First rule of investment: be careful


Pay attention!

This has always been my main investment mantra, even when it seems old fashioned. With the proliferation of smartphones, we’ve entered a new information age, and it’s hard to find someone who doesn’t know the prices of the relevant securities in real time. What is amazing is the preponderance of advice that can be found on financial sites that espouse a kind of willful blindness. Don’t worry about your portfolio, Janet Yellen and Jerome Powell got it!

Garbage can. Knowledge is power.

As I mentioned in my column last week, the best way for an individual investor to reduce the figurative “house edge” of the Wall Street “casino” is through basic research. But there’s this funnel that wants to push some sort of watered-down Wall Street group thought into your throat, and I’ve been a part of that machine for over a decade on two different continents.

I’m old enough that much of my sales career took place before the Information Age really blossomed (the Internet existed, but the World Wide Web was only slowly adopted for investment) and in the decades that followed, I witnessed a democratization of information that would have choked JP Morgan on his cigar. It is no longer an insider’s game in terms of information. God knows the Fidelitys and BlackRocks (BLKs) of the world – with assets under management measured in the trillions of dollars – could crush any of us like a bug, but knowledge is power. . Size is as much a disadvantage in portfolio management as it is an advantage. I have seen this dynamic play out several times.

So, if you want to beat the big guys, you should be looking for new sources of information. Here are some ideas:

  1. Subscribe to a financial site that features independent thinkers and seasoned analysts like Chris Versace (a former colleague at DLJ) and dedicated market trackers like Carley Garner on the commodities front and Jim “The Rev Shark” DePorre on the equity side. It is Real money, and, of course, you are already consuming the content. Glory.

  2. Watch the bond market. Always. i use Bloomberg rates and bonds page. The bond market tells you that any loosening by the Fed in quantitative easing will lead to a big pullback, and these always precede crashes. We’re in the 1970s, man. But back then, yields were in the single-digit highs and even hit double-digit lows. The cost of money hasn’t changed much. The Fed has created a bubble. The bond market will understand this long before the stock market. So use the St. Louis Fed’s excellent FRED Database to have a historical perspective.

  3. Look at the goods. This is where the stagflation of the current global economy is most evident. I Check Oil price every morning and several times a day.

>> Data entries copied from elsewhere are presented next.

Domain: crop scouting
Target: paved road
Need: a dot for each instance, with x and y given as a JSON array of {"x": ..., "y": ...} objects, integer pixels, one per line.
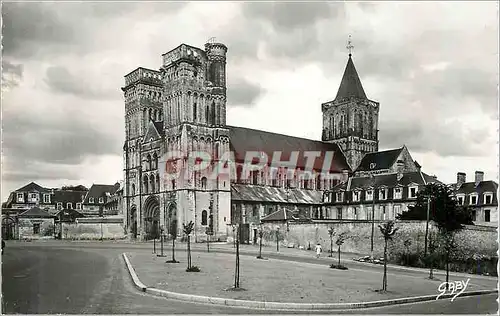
[{"x": 52, "y": 278}]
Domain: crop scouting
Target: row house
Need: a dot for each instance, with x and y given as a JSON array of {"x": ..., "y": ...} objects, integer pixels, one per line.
[
  {"x": 97, "y": 197},
  {"x": 386, "y": 182},
  {"x": 480, "y": 196}
]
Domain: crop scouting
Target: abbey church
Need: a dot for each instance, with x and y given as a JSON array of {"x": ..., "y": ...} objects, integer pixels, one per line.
[{"x": 182, "y": 106}]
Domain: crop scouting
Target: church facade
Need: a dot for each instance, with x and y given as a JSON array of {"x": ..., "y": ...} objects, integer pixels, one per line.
[{"x": 182, "y": 108}]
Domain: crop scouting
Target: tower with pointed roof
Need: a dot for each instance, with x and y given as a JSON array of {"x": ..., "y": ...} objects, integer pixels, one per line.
[{"x": 351, "y": 119}]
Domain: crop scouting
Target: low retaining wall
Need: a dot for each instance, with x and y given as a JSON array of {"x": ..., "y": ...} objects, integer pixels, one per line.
[
  {"x": 472, "y": 240},
  {"x": 94, "y": 228}
]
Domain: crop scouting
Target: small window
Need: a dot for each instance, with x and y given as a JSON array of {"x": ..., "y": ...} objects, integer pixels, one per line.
[
  {"x": 355, "y": 196},
  {"x": 204, "y": 218},
  {"x": 413, "y": 192},
  {"x": 340, "y": 196},
  {"x": 487, "y": 199},
  {"x": 486, "y": 215},
  {"x": 398, "y": 193},
  {"x": 36, "y": 229},
  {"x": 473, "y": 200},
  {"x": 382, "y": 194},
  {"x": 369, "y": 195}
]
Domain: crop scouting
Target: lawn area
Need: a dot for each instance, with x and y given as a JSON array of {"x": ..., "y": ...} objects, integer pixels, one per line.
[{"x": 275, "y": 280}]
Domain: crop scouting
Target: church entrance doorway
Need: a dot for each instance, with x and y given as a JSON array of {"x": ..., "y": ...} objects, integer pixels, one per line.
[
  {"x": 171, "y": 220},
  {"x": 152, "y": 218}
]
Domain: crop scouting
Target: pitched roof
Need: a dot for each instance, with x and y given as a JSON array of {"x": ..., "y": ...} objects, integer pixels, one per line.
[
  {"x": 381, "y": 160},
  {"x": 100, "y": 190},
  {"x": 389, "y": 180},
  {"x": 258, "y": 193},
  {"x": 67, "y": 196},
  {"x": 350, "y": 86},
  {"x": 245, "y": 139},
  {"x": 30, "y": 187},
  {"x": 483, "y": 186},
  {"x": 35, "y": 212},
  {"x": 281, "y": 215}
]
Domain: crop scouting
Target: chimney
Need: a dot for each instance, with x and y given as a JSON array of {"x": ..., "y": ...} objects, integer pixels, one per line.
[
  {"x": 479, "y": 176},
  {"x": 400, "y": 167},
  {"x": 460, "y": 179},
  {"x": 345, "y": 175}
]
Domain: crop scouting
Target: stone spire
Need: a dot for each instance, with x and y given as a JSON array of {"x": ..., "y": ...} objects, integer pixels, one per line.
[{"x": 350, "y": 86}]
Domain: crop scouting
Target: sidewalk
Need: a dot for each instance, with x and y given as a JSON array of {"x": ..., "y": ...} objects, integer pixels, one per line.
[{"x": 276, "y": 280}]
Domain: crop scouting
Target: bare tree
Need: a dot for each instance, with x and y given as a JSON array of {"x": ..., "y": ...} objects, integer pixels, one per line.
[
  {"x": 332, "y": 233},
  {"x": 388, "y": 230},
  {"x": 188, "y": 229}
]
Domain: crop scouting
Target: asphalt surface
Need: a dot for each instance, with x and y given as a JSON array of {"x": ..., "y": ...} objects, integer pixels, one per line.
[{"x": 90, "y": 278}]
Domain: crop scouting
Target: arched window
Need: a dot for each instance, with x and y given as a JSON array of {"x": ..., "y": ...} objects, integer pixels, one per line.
[
  {"x": 146, "y": 183},
  {"x": 204, "y": 218},
  {"x": 148, "y": 164},
  {"x": 157, "y": 183},
  {"x": 155, "y": 161},
  {"x": 152, "y": 183}
]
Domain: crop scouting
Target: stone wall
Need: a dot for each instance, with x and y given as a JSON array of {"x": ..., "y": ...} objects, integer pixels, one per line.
[
  {"x": 472, "y": 240},
  {"x": 90, "y": 231},
  {"x": 26, "y": 228}
]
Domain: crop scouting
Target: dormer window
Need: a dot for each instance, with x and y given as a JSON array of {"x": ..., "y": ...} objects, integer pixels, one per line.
[
  {"x": 355, "y": 196},
  {"x": 398, "y": 193},
  {"x": 382, "y": 194},
  {"x": 340, "y": 196},
  {"x": 488, "y": 198},
  {"x": 412, "y": 192},
  {"x": 473, "y": 199},
  {"x": 369, "y": 195}
]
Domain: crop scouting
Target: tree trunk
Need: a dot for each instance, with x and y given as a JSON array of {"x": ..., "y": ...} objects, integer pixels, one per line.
[
  {"x": 339, "y": 256},
  {"x": 173, "y": 250},
  {"x": 447, "y": 266},
  {"x": 260, "y": 247},
  {"x": 331, "y": 246},
  {"x": 384, "y": 282}
]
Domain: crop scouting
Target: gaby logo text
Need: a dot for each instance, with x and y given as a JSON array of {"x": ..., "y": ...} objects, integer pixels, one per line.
[{"x": 456, "y": 287}]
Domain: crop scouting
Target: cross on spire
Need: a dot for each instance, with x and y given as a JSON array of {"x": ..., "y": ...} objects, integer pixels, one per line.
[{"x": 349, "y": 46}]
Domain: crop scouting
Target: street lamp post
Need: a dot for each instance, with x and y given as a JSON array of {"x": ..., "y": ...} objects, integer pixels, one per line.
[
  {"x": 277, "y": 238},
  {"x": 427, "y": 224},
  {"x": 373, "y": 214}
]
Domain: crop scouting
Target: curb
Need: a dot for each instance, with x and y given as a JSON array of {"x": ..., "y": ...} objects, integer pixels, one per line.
[
  {"x": 138, "y": 284},
  {"x": 285, "y": 306}
]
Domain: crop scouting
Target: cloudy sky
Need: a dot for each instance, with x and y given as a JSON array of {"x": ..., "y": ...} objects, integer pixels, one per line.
[{"x": 432, "y": 66}]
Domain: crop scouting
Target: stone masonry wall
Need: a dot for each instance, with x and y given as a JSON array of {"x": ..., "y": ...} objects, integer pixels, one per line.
[{"x": 471, "y": 240}]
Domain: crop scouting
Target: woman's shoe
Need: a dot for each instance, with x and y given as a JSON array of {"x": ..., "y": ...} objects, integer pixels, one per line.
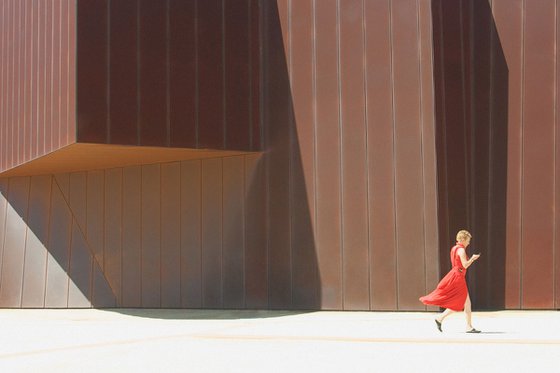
[{"x": 473, "y": 330}]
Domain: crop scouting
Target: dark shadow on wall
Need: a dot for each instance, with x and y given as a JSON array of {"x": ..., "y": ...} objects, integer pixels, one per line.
[
  {"x": 471, "y": 91},
  {"x": 294, "y": 280},
  {"x": 280, "y": 264}
]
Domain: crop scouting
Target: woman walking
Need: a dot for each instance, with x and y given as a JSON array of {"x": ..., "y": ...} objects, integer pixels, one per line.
[{"x": 451, "y": 292}]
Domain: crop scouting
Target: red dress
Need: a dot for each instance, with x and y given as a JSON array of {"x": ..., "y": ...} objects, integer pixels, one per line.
[{"x": 451, "y": 291}]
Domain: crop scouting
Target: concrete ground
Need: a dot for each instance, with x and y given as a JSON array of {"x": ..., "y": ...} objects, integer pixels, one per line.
[{"x": 128, "y": 340}]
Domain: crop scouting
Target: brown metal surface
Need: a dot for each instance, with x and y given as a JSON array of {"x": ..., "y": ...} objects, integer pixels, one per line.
[
  {"x": 173, "y": 73},
  {"x": 538, "y": 157},
  {"x": 328, "y": 170},
  {"x": 36, "y": 81}
]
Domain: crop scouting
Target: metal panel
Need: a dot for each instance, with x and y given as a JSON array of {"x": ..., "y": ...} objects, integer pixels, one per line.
[
  {"x": 131, "y": 238},
  {"x": 14, "y": 243},
  {"x": 92, "y": 72},
  {"x": 429, "y": 160},
  {"x": 255, "y": 41},
  {"x": 153, "y": 39},
  {"x": 33, "y": 79},
  {"x": 237, "y": 74},
  {"x": 233, "y": 250},
  {"x": 95, "y": 214},
  {"x": 79, "y": 270},
  {"x": 151, "y": 236},
  {"x": 36, "y": 253},
  {"x": 183, "y": 73},
  {"x": 113, "y": 228},
  {"x": 256, "y": 265},
  {"x": 59, "y": 250},
  {"x": 408, "y": 155},
  {"x": 3, "y": 207},
  {"x": 212, "y": 233},
  {"x": 277, "y": 115},
  {"x": 538, "y": 156},
  {"x": 305, "y": 277},
  {"x": 171, "y": 235},
  {"x": 191, "y": 234},
  {"x": 383, "y": 287},
  {"x": 123, "y": 70},
  {"x": 353, "y": 142},
  {"x": 211, "y": 73},
  {"x": 328, "y": 169},
  {"x": 77, "y": 198}
]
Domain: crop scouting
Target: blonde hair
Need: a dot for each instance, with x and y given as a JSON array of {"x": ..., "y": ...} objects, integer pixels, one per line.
[{"x": 462, "y": 235}]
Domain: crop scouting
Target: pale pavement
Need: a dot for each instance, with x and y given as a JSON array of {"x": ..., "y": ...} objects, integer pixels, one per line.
[{"x": 273, "y": 341}]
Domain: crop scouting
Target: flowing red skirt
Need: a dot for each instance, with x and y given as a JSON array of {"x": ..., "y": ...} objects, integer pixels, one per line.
[{"x": 451, "y": 292}]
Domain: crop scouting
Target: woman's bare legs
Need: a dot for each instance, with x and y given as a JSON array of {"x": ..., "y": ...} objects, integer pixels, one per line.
[
  {"x": 444, "y": 314},
  {"x": 468, "y": 312}
]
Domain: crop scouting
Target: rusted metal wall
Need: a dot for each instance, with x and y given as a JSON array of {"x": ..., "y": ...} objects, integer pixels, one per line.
[
  {"x": 37, "y": 78},
  {"x": 180, "y": 234},
  {"x": 496, "y": 83},
  {"x": 169, "y": 73},
  {"x": 339, "y": 212},
  {"x": 351, "y": 179}
]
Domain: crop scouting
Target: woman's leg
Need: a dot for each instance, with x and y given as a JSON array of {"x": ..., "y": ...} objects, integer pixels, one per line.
[
  {"x": 444, "y": 314},
  {"x": 468, "y": 312}
]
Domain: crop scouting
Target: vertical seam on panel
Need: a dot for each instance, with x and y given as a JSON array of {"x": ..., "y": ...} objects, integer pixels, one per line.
[
  {"x": 340, "y": 140},
  {"x": 52, "y": 78},
  {"x": 23, "y": 144},
  {"x": 366, "y": 125},
  {"x": 25, "y": 243},
  {"x": 196, "y": 93},
  {"x": 244, "y": 214},
  {"x": 392, "y": 67},
  {"x": 5, "y": 230},
  {"x": 314, "y": 94},
  {"x": 48, "y": 241},
  {"x": 121, "y": 215},
  {"x": 466, "y": 160},
  {"x": 138, "y": 78},
  {"x": 141, "y": 233},
  {"x": 168, "y": 72},
  {"x": 3, "y": 98},
  {"x": 2, "y": 64},
  {"x": 250, "y": 66},
  {"x": 45, "y": 83},
  {"x": 32, "y": 67},
  {"x": 181, "y": 234},
  {"x": 201, "y": 228},
  {"x": 16, "y": 145},
  {"x": 108, "y": 88},
  {"x": 221, "y": 160},
  {"x": 59, "y": 72},
  {"x": 554, "y": 248},
  {"x": 523, "y": 16},
  {"x": 493, "y": 34},
  {"x": 160, "y": 233},
  {"x": 291, "y": 134},
  {"x": 421, "y": 95},
  {"x": 263, "y": 102},
  {"x": 69, "y": 270},
  {"x": 224, "y": 85},
  {"x": 70, "y": 86}
]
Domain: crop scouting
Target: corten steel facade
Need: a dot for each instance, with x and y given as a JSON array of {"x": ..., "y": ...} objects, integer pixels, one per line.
[{"x": 278, "y": 154}]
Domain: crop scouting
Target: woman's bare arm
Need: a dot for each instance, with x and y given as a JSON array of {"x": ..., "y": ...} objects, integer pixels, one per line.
[{"x": 464, "y": 261}]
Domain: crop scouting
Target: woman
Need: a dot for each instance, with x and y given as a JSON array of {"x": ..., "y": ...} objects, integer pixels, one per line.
[{"x": 451, "y": 292}]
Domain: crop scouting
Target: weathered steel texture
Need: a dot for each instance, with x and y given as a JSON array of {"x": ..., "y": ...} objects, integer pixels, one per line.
[
  {"x": 496, "y": 96},
  {"x": 37, "y": 79},
  {"x": 169, "y": 73}
]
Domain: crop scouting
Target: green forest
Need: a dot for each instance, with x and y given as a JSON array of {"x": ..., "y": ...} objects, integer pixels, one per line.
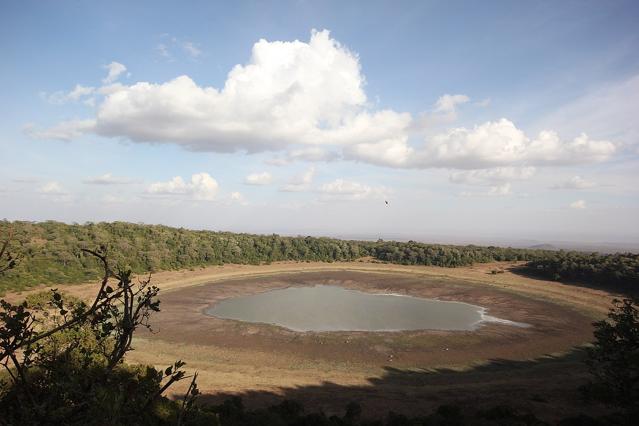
[{"x": 51, "y": 253}]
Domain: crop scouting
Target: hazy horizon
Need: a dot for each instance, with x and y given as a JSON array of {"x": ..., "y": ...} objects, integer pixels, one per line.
[{"x": 478, "y": 123}]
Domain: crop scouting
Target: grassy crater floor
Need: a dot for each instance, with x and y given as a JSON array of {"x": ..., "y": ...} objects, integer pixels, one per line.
[{"x": 537, "y": 369}]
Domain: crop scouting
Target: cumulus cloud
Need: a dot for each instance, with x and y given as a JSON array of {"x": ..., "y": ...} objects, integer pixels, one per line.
[
  {"x": 341, "y": 189},
  {"x": 237, "y": 197},
  {"x": 54, "y": 191},
  {"x": 493, "y": 191},
  {"x": 491, "y": 144},
  {"x": 63, "y": 131},
  {"x": 201, "y": 187},
  {"x": 312, "y": 153},
  {"x": 308, "y": 99},
  {"x": 575, "y": 182},
  {"x": 115, "y": 69},
  {"x": 191, "y": 49},
  {"x": 107, "y": 179},
  {"x": 258, "y": 179},
  {"x": 289, "y": 93},
  {"x": 300, "y": 182},
  {"x": 492, "y": 176},
  {"x": 579, "y": 205},
  {"x": 447, "y": 104}
]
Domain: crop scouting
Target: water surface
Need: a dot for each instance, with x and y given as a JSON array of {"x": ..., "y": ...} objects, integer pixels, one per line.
[{"x": 332, "y": 308}]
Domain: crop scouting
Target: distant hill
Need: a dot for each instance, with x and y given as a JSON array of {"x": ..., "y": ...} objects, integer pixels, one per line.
[{"x": 543, "y": 247}]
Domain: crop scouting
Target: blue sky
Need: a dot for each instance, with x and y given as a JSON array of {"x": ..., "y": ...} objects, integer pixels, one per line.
[{"x": 478, "y": 121}]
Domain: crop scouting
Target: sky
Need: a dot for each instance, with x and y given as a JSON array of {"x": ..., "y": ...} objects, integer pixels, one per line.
[{"x": 441, "y": 121}]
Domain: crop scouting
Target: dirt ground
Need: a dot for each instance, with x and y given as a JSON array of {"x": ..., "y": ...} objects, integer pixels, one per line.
[{"x": 536, "y": 369}]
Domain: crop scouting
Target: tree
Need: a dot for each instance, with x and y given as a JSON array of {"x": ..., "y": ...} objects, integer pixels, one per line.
[
  {"x": 614, "y": 358},
  {"x": 64, "y": 361}
]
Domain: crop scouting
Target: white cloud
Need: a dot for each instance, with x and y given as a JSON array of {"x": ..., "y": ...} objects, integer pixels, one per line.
[
  {"x": 201, "y": 187},
  {"x": 312, "y": 153},
  {"x": 390, "y": 152},
  {"x": 447, "y": 104},
  {"x": 112, "y": 199},
  {"x": 492, "y": 176},
  {"x": 300, "y": 182},
  {"x": 107, "y": 179},
  {"x": 258, "y": 179},
  {"x": 493, "y": 191},
  {"x": 191, "y": 49},
  {"x": 575, "y": 182},
  {"x": 289, "y": 93},
  {"x": 308, "y": 99},
  {"x": 63, "y": 131},
  {"x": 341, "y": 189},
  {"x": 52, "y": 190},
  {"x": 609, "y": 111},
  {"x": 501, "y": 143},
  {"x": 579, "y": 205},
  {"x": 238, "y": 198},
  {"x": 115, "y": 69}
]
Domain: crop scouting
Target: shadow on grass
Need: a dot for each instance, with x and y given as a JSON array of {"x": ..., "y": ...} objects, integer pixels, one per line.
[
  {"x": 622, "y": 290},
  {"x": 546, "y": 387}
]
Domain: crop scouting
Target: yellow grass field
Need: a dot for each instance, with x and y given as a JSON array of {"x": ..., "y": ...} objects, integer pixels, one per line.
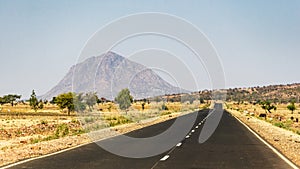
[{"x": 281, "y": 117}]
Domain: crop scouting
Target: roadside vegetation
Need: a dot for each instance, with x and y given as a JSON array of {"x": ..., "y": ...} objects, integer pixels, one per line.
[
  {"x": 281, "y": 115},
  {"x": 69, "y": 114}
]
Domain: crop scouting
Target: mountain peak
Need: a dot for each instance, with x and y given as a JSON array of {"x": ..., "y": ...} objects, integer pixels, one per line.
[{"x": 108, "y": 74}]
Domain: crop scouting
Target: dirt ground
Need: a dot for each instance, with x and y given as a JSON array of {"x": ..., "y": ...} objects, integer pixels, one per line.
[
  {"x": 287, "y": 142},
  {"x": 18, "y": 147}
]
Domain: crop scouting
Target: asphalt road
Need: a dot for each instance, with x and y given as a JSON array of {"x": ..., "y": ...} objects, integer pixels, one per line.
[{"x": 231, "y": 146}]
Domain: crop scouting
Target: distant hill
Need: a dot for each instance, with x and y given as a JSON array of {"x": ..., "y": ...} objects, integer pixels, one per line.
[
  {"x": 109, "y": 73},
  {"x": 275, "y": 93}
]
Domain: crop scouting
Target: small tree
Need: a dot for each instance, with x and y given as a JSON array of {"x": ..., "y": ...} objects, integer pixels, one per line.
[
  {"x": 41, "y": 104},
  {"x": 291, "y": 107},
  {"x": 11, "y": 98},
  {"x": 124, "y": 99},
  {"x": 79, "y": 102},
  {"x": 267, "y": 106},
  {"x": 65, "y": 100},
  {"x": 33, "y": 101},
  {"x": 91, "y": 99}
]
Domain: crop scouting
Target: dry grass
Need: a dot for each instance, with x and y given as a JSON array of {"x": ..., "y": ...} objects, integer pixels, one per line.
[{"x": 281, "y": 117}]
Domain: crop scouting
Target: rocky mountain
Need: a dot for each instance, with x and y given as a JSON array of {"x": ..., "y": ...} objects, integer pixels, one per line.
[{"x": 109, "y": 73}]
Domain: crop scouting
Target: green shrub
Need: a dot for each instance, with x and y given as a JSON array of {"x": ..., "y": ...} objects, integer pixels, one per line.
[
  {"x": 62, "y": 130},
  {"x": 279, "y": 124},
  {"x": 165, "y": 113}
]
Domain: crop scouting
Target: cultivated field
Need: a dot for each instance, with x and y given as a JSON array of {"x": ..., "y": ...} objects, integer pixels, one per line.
[{"x": 24, "y": 133}]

  4. Look at China. My training in stock research is in the automotive industry, so I’m going to every day too. The Chinese economy is currently going through extreme controtions with energy rationing, semiconductor rationing, and the shift from transportation to electrified powertrains. I am biased, but I believe the automotive industry is the best indicator sector for the global economy.

  5. I could do without all of the honky-tonk and constant left-wing prejudice that emanates from NBC News, and I find CNBC’s corporate affiliation with its parent company just too hard to accept. So when I want quotes I go to, although I still check a few names on The information is the same. Just make sure you get as little propaganda as possible. It helps to have a clear mind when making transactions.